Zelda and Giles are visiting; the four of them all cram into Elisa’s tiny kitchen and Giles slices cabbage for coleslaw and Zelda fries crabcakes for them all from her mother’s recipe. The cramped room is soon sweltering and Elisa pulls a half-empty coke from the fridge, tops it up with rum, takes a swig and passes it to Zelda; she and Giles start singing “Rum and Coca Cola” as they work, and Elisa translates the lyrics of the song and other things they say for _.._into ASL with rushed fingers while she leans back against the counter.

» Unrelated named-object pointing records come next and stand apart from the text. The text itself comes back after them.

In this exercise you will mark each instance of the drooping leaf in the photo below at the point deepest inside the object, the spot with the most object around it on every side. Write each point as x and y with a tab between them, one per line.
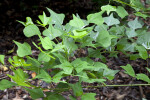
121	11
134	24
31	30
28	21
66	66
108	8
23	49
76	22
143	77
88	96
96	18
142	52
129	70
80	65
130	47
56	18
4	84
44	76
77	89
54	96
35	93
144	38
2	59
111	20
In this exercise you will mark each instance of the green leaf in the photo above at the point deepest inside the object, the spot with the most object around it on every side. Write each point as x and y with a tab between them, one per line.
2	59
56	18
20	77
31	30
46	43
129	70
35	93
70	45
28	21
104	38
96	18
134	24
54	96
77	89
144	38
111	20
80	65
108	8
52	32
66	66
88	96
43	57
76	22
4	84
18	62
121	11
143	77
85	78
44	76
44	19
142	52
23	49
79	34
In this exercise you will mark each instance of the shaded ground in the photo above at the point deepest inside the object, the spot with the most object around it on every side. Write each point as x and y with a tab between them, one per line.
12	30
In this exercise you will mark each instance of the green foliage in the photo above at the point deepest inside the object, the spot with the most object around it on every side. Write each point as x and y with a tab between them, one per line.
67	50
2	59
4	84
35	93
129	70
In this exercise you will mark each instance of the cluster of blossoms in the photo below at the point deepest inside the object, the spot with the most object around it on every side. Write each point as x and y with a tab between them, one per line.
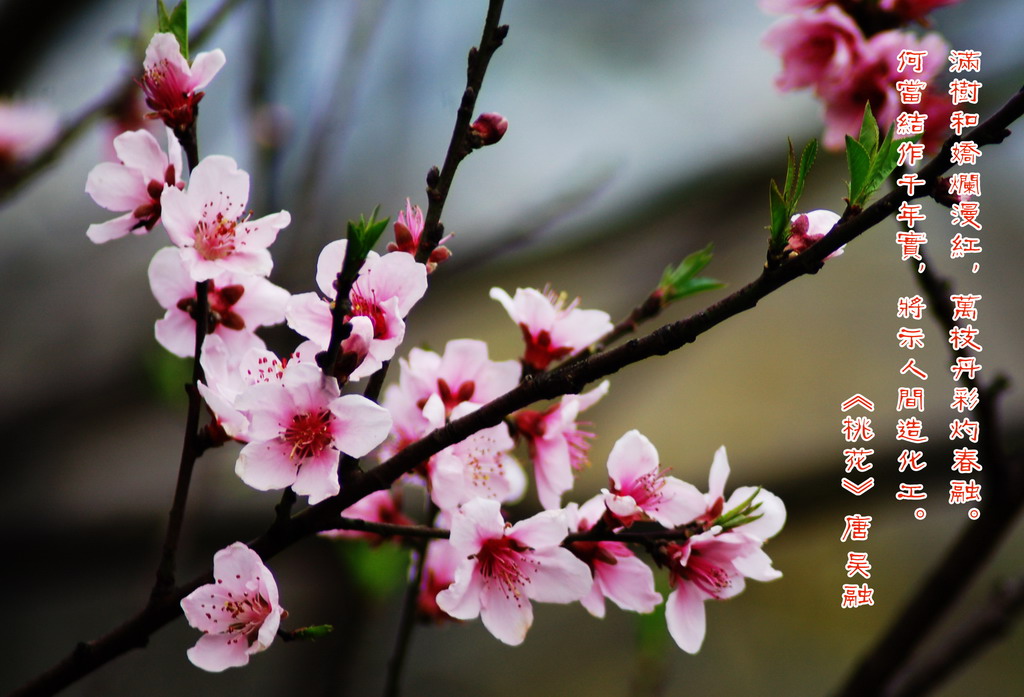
847	53
295	423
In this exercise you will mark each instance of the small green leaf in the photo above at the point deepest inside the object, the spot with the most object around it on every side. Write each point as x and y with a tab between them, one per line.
363	234
791	177
315	632
779	217
682	280
176	23
806	160
868	130
859	163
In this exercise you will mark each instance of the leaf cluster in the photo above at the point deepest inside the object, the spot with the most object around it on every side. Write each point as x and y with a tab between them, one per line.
869	161
783	203
682	280
175	23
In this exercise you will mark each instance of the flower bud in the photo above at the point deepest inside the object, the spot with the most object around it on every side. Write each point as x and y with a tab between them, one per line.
488	129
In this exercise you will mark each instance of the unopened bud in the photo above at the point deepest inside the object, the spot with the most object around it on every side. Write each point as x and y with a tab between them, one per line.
488	128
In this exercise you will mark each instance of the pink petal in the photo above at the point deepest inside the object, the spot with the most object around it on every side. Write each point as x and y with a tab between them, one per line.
169	278
317	476
266	466
179	213
684	613
545	529
718	476
462	599
310	316
140	150
476	521
632	456
329	265
219	186
205	67
560	576
117	187
360	425
681	503
629	583
217	652
112	229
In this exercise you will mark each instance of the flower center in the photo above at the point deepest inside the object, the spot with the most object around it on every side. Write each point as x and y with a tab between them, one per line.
368	307
215	240
309	434
502	561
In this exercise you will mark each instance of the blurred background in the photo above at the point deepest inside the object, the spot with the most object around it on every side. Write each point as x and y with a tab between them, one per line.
639	132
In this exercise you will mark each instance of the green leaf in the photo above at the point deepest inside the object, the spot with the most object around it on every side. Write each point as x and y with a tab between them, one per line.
363	234
806	160
791	177
868	130
315	632
779	217
176	23
859	163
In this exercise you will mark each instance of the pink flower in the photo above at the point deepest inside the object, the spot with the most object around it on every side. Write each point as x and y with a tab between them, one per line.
228	375
619	574
710	566
409	229
300	427
477	467
384	293
807	228
503	567
557	446
171	86
207	224
26	130
239	303
769	508
640	490
134	185
871	80
438	573
551	329
817	48
239	614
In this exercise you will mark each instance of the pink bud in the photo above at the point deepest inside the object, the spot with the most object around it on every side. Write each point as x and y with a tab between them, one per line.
488	128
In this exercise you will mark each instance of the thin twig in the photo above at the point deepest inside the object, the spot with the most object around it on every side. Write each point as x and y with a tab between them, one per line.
439	182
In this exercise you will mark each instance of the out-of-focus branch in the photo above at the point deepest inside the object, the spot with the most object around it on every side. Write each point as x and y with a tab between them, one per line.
988	624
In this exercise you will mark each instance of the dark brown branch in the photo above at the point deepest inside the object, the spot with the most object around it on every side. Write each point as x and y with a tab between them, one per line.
439	182
980	630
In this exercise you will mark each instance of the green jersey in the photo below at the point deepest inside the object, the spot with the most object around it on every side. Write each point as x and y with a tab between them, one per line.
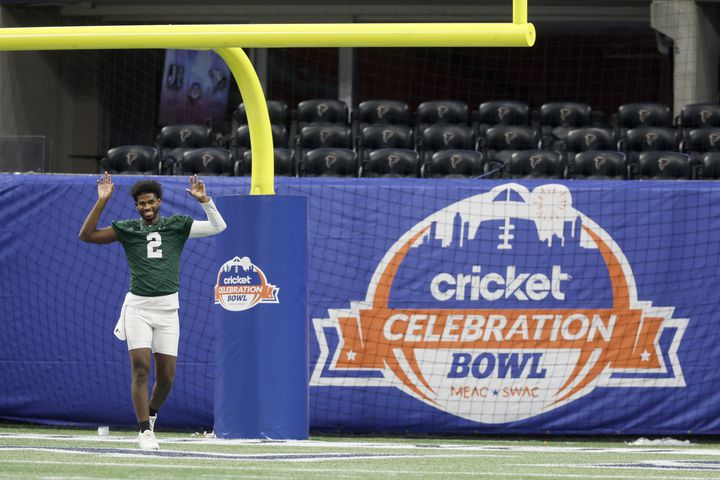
153	253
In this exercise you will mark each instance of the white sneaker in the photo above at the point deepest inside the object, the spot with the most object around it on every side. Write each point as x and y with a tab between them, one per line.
148	441
152	419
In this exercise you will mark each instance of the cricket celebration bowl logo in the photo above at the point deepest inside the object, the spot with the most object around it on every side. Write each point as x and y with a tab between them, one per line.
498	308
241	285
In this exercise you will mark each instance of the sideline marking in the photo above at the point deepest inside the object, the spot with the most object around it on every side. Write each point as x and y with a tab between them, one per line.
629	449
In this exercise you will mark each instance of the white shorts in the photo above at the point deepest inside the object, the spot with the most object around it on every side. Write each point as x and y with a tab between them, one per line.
158	330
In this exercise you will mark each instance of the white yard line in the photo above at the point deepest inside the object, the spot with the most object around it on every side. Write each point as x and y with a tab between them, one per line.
334	472
409	445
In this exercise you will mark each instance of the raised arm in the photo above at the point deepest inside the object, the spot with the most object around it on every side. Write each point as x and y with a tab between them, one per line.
215	223
89	231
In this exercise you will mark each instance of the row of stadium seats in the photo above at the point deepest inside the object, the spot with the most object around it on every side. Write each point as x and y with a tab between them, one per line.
552	119
392	162
497	145
323	124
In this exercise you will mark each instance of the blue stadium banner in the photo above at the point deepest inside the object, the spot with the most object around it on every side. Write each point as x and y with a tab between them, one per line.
261	318
435	306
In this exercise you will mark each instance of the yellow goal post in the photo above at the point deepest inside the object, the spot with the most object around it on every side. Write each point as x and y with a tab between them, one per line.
228	41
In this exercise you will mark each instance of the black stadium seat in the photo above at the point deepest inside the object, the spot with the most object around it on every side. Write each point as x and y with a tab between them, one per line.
702	140
329	162
445	137
589	138
632	115
441	112
324	135
499	112
700	115
175	140
500	142
206	161
597	165
558	118
709	166
277	110
185	136
385	112
377	136
240	138
322	111
284	163
132	160
645	139
392	162
454	164
534	164
386	136
664	166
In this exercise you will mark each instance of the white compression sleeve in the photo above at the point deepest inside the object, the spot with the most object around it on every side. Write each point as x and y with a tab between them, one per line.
214	225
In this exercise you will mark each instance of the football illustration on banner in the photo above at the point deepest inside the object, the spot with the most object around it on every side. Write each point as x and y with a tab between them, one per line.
241	285
500	307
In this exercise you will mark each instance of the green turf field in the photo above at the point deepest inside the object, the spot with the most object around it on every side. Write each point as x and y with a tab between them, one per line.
75	454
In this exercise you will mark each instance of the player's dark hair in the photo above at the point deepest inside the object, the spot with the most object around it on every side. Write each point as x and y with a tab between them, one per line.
146	186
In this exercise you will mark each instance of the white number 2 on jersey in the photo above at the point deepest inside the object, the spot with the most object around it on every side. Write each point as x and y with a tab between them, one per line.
154	243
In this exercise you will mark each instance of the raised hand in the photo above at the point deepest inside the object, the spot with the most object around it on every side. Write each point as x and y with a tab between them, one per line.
105	187
197	189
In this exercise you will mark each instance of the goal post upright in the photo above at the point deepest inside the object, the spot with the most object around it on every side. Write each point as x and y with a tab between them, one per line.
261	385
227	41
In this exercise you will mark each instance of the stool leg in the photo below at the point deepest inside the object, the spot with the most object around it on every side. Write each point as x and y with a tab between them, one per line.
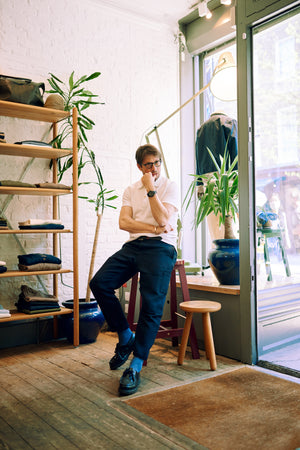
186	298
184	338
209	340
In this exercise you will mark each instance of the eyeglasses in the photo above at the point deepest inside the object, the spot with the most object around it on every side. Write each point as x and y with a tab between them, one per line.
150	165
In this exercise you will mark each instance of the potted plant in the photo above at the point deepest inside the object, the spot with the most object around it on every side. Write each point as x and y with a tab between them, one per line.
75	94
220	197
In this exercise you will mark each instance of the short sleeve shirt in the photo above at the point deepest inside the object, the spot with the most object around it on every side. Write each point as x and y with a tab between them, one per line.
136	197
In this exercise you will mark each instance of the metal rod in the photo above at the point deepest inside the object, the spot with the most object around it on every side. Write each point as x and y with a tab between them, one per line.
178	109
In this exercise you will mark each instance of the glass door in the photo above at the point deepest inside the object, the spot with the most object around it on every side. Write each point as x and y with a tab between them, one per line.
276	114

Zelda jams the spatula under a stuck and sizzling crabcake and the oil splutters, splashes her hand. 

“You fucking bastard!” she shouts. _.._flinches at the words, looks to Elisa for direction and instinctively she translates back.  _ You fucking bastard. _

There is an uncomfortable pause, and then she realises what she has done. 

Furiously, he signs:

_ Why did you tell me those words? I know their sound! I did not wish to know their meaning!  _

_ You promised you would not translate english directly! Only say things in your language! _

_ There is no other way to say that in ASL! Our languages do not work like yours! You cannot avoid English forever! It is what people here speak! _

_ Those men who captured me all spoke english!  _

_ But you know what? They also lived in houses and wore clothes and ate toast for breakfast and sang and laughed! One person doing something does not curse it forever! It is different here! _

They are signing furiously now. Giles and Zelda shrink further back into the corner. 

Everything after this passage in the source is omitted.